Das ist eine wunderliche Geschichte, denn Unternehmer sein war nicht mein Lebensplan. In jungen Jahren war ich Förster – das war mein Traumberuf. Ich wollte mich nie selbstständig machen. Nach meiner Ausbildung habe ich beim Staatsforst gearbeitet und war enttäuscht, denn die Arbeit dort war sehr bürokratisch. Das war nicht das, was ich mir vorgestellt hatte. Zu meiner Frau, die ich früh kennenlernte – wir sind seit meinem 18. Lebensjahr ein Paar – habe ich damals gesagt, da bleibe ich nicht. Ich hörte dann von einer freien Stelle als Förster. Das war sehr ungewöhnlich, weil es normalerweise auf jeden frei werdenden Posten sehr viele Bewerber gab. Zu dieser Zeit hat man unglaublich lange auf einen Försterposten warten müssen, aber es gab eine Stelle, für die kein Förster gefunden wurde. Das dazugehörige Forsthaus war weit weg von jeder Zivilisation und lag so einsam, dass man zum Gemeindeamt 80 km fahren musste und im Winter wochenlang eingeschneit war. Jung und verliebt wie wir waren, sagte meine Frau, sie gehe überall mit mir hin – eine vielleicht gefährliche Aussage (lacht). Ich bewarb mich und wurde der jüngste Förster Österreichs. Und es war fantastisch! Das Tal lag im Karwendelgebirge in Tirol und war nur über Deutschland erreichbar. Damals gab es noch keine EU und wir hatten Zollschranken. Wir blieben fünf Jahre dort, bis mein ältester Sohn zur Schule kam. Da wir so lange im Karwendelgebirge ausgeharrt hatten, erhielt ich anschliessend viel früher, als dies sonst üblich war, von den Bundesforsten eine Stelle angeboten, die näher an der Zivilisation lag. In den fünf Jahren als Förster ist jedoch viel passiert und ich habe meinen Traum entwickelt, so dass ich dieses Stellenangebot abgelehnt habe.

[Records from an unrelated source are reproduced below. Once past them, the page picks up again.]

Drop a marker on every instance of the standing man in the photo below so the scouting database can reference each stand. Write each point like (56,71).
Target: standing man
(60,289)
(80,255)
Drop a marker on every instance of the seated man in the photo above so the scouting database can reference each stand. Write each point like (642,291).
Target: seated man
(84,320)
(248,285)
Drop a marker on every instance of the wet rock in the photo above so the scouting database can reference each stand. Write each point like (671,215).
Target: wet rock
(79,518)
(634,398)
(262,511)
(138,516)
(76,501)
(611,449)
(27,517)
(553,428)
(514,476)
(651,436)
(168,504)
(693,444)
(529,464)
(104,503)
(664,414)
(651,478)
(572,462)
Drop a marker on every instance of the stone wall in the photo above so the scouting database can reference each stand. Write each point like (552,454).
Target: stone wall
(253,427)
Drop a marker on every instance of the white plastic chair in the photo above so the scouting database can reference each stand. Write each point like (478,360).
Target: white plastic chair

Aufgrund meiner intensiven Erfahrung im Wald, ist in mir die Idee gereift, dass in Bäumen viel mehr verborgen liegt, als Bretter, die in einem Sägewerk herausgeschnitten werden. So habe ich den abenteuerlichen Plan gefasst und mit dem Grossvater meiner Frau – zu dem ich ein ganz besonderes Verhältnis hatte – eine Firma gegründet. Er war Zimmermann und gehörte zu jener Generation, die noch das alte Handwerk beherrscht. Dieser Mann, der mit seiner Arbeitsweise als nicht mehr zeitgemäss galt, hat unglaubliche Häuser gebaut und Dinge hinterlassen, die man heute nicht mehr kann. Immer wenn ich mich in einem seiner Häuser aufhielt, habe ich mich unglaublich wohl gefühlt. In einem modernen Haus war das nicht der Fall. Mich hat fasziniert, was er aus Holz gemacht hat. Das ging in die Richtung, von der ich geträumt habe. Ich sagte zu ihm, «Opa, du musst mir beibringen, was du machst!» Und dann haben wir dieses Unternehmen begonnen. Aus meiner heutigen Sicht und jetzigen Erfahrung war das ein Wahnsinnsakt. Eigentlich tollkühn. Es gab keinen Business Plan, ich hatte wenig Ahnung und war vor allem begeistert.

Nach aussen war ich der Unternehmer und Grossvater war mein Berater, denn wenn Du über 80 bist, nimmt Dich unsere Gesellschaft nicht mehr für voll. Ein Mensch, der in diesem Alter eine Firma gründet, wird als nicht zurechnungsfähig betrachtet. So habe ich die Firma gegründet und Grossvater stand an meiner Seite. Wir hatten keinen Plan, ob die Firma gross oder klein oder was auch immer werden soll, klar war uns nur: Es muss gut werden!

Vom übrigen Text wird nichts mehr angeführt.